Гонта поднялся со скамьи и, не оглядываясь, зашагал к выходу с бульвара. Перед потоком машин он на секунду остановился. Гонта не «голосовал», не поднимал руки, но первая же машина, на которую он взглянул, услужливо остановилась перед ним с распахнутой дверцей, а через секунду, подобрав пассажира, уже катила дальше. Магистр увидел, что это был здоровенный роскошный джип, и едва заметно усмехнулся. Все-таки Гонта всегда был изрядным пижоном.
– И ты раскололся? – спросил Горшок.
– Нет, – помотал головой Нестеров. – Мне не в чем было колоться. Не брал я этой проклятой книги и до сих пор не понимаю, как она там оказалась.
– И сколько тебе впаяли? – поинтересовался Паша-скелет и судорожно закашлялся.
– Шесть лет общего режима. Учитывая первую судимость, положительную характеристику… и прочее.
– Вот суки, – задумчиво сказал Леха. – И все же кто-то тебе ее туда засунул. Не сама же прилетела.
– На это я могу ответить только то, что отвечал уже сотни раз: я не знаю!
– А ты думай, браток, думай, – с трудом отдышавшись и сплюнув темный сгусток, сказал Паша-скелет. – Вычисляй гниду, которая тебя подставила.
– Туфта это все, – заявил Боксерчик. – Если надо, я и не такую баланду могу развести. Ты лучше скажи, на сколько этот талмуд тянул? В бабках?
– Эксперт назвал сумму в сто тридцать тысяч долларов, – ответил Нестеров.
– Сто тридцать! – воскликнул Боксерчик. – Так что ты нам тут мозги канифолишь?! «Не знаю, кто подложил…» Да за такие бабки ваш брат удавится!
– Помолчи, Боксерчик, – сказал Паша-скелет. – Ты и за рваный башку в удавку сунешь, не равняй всех с собой. Ладно, пора шабашить.
Он поднялся на ноги, и Нестеров увидел, что далось это ему с трудом.

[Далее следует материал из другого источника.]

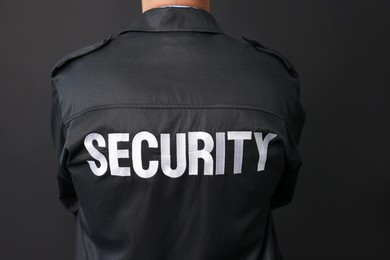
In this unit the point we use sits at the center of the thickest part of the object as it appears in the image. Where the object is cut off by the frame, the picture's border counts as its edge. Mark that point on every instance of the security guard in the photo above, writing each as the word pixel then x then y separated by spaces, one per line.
pixel 176 141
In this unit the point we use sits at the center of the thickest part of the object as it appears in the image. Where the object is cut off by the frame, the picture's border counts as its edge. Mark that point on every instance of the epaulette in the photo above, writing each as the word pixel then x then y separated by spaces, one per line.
pixel 78 53
pixel 261 47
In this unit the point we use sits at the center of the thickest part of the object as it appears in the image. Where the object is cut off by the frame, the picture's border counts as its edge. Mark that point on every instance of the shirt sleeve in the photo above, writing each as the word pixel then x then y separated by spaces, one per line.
pixel 284 192
pixel 67 194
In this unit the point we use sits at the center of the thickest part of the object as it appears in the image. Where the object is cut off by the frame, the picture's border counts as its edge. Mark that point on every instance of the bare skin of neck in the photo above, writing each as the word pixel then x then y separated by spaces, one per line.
pixel 201 4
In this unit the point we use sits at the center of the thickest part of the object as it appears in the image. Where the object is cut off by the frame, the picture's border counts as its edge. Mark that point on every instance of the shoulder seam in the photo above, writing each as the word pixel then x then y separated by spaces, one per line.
pixel 173 106
pixel 261 47
pixel 78 53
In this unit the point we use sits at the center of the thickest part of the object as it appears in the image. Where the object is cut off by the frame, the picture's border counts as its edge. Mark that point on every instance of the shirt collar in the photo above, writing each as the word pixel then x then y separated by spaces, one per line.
pixel 175 18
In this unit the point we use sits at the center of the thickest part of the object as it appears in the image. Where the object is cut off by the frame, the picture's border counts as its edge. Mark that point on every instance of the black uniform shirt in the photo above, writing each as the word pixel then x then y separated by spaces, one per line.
pixel 175 141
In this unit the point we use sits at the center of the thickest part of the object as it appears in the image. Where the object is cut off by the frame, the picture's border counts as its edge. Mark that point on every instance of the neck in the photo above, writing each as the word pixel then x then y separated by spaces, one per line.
pixel 201 4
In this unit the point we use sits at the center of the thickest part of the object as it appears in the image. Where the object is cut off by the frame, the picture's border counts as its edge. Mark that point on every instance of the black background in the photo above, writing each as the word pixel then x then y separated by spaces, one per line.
pixel 341 208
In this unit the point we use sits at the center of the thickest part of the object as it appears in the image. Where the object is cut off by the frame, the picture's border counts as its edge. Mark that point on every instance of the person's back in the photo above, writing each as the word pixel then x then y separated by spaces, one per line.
pixel 176 141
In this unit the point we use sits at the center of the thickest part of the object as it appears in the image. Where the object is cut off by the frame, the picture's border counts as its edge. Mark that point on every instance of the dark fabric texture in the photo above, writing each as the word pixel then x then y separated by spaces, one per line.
pixel 175 141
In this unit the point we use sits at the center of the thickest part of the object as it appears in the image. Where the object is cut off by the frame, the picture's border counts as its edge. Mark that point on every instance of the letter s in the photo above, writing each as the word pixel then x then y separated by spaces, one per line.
pixel 88 143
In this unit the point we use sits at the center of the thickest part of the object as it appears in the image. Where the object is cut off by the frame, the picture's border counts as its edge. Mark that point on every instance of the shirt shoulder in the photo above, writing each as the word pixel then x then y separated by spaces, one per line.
pixel 260 47
pixel 62 62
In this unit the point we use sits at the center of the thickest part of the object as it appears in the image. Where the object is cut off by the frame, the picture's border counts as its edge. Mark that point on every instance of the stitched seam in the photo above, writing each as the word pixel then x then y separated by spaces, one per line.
pixel 172 106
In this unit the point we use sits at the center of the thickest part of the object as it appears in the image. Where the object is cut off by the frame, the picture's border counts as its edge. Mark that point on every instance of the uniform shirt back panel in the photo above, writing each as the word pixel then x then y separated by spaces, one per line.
pixel 188 68
pixel 169 199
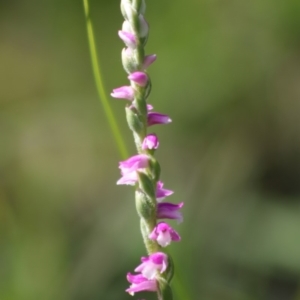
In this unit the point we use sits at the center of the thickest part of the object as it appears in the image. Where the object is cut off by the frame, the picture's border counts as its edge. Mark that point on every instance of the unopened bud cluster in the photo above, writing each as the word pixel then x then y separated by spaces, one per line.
pixel 143 170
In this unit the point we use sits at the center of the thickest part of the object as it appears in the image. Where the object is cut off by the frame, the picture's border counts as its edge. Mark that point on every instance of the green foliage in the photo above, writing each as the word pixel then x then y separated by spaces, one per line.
pixel 228 75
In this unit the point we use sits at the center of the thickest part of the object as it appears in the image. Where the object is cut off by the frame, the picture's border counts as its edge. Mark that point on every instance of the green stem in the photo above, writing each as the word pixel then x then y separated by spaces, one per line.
pixel 100 86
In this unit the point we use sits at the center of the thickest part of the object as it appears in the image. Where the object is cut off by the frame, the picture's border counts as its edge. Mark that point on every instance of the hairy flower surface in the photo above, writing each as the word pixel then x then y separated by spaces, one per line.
pixel 150 142
pixel 139 78
pixel 164 234
pixel 128 38
pixel 139 283
pixel 156 262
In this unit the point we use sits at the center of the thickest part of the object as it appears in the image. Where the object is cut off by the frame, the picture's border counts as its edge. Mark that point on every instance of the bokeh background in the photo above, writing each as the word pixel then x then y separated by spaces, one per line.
pixel 228 73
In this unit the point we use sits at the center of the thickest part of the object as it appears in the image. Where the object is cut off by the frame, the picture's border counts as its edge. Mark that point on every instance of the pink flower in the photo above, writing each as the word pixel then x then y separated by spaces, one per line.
pixel 139 78
pixel 156 262
pixel 157 118
pixel 149 60
pixel 167 210
pixel 164 234
pixel 123 92
pixel 139 283
pixel 150 142
pixel 162 193
pixel 128 38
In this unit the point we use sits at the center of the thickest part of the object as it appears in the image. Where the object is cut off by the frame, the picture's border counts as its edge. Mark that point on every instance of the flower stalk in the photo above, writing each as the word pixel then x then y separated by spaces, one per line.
pixel 143 170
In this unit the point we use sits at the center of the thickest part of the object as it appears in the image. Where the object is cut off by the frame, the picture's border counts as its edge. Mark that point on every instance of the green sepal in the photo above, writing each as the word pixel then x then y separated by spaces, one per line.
pixel 155 168
pixel 145 207
pixel 146 184
pixel 134 121
pixel 129 63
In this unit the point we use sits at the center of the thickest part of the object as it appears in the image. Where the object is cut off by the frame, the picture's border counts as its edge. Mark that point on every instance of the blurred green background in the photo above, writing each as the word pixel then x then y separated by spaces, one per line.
pixel 228 74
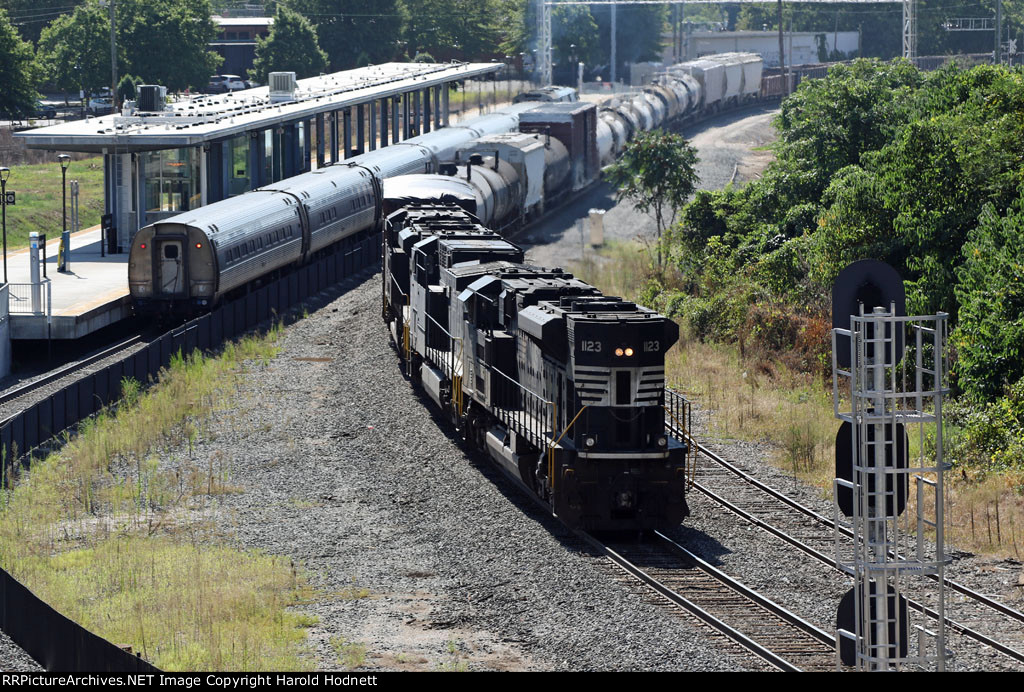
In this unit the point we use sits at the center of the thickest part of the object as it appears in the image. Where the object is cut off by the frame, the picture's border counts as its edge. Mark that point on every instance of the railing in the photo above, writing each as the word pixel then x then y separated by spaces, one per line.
pixel 31 298
pixel 680 426
pixel 525 413
pixel 440 348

– Пошли, парень, как тебя… Олег? До завтрашнего вечера еще перекантоваться нужно. У меня отсидишься. А вы лишнего не метите. Особенно ты, Боксерчик!
– Да ты что, паскуда, меня в стукачи записываешь! – разъярился Боксерчик, но Леха цыкнул на него, и тот мгновенно притих.
Жилище Паши было недалеко, да только добирались они с Нестеровым туда долго. Пройдя сотни две шагов, Паша зашелся в надсадном кашле, упал на четвереньки и долго отплевывался, а когда попытался подняться, то самостоятельно сделать этого не сумел. Нестеров был вынужден помочь, подхватив его под руку.
– Кранты мне, Олег, – отдышавшись, прохрипел Паша. – И так уже чужое время гуляю. Врачи говорили, что и до лета не дотяну.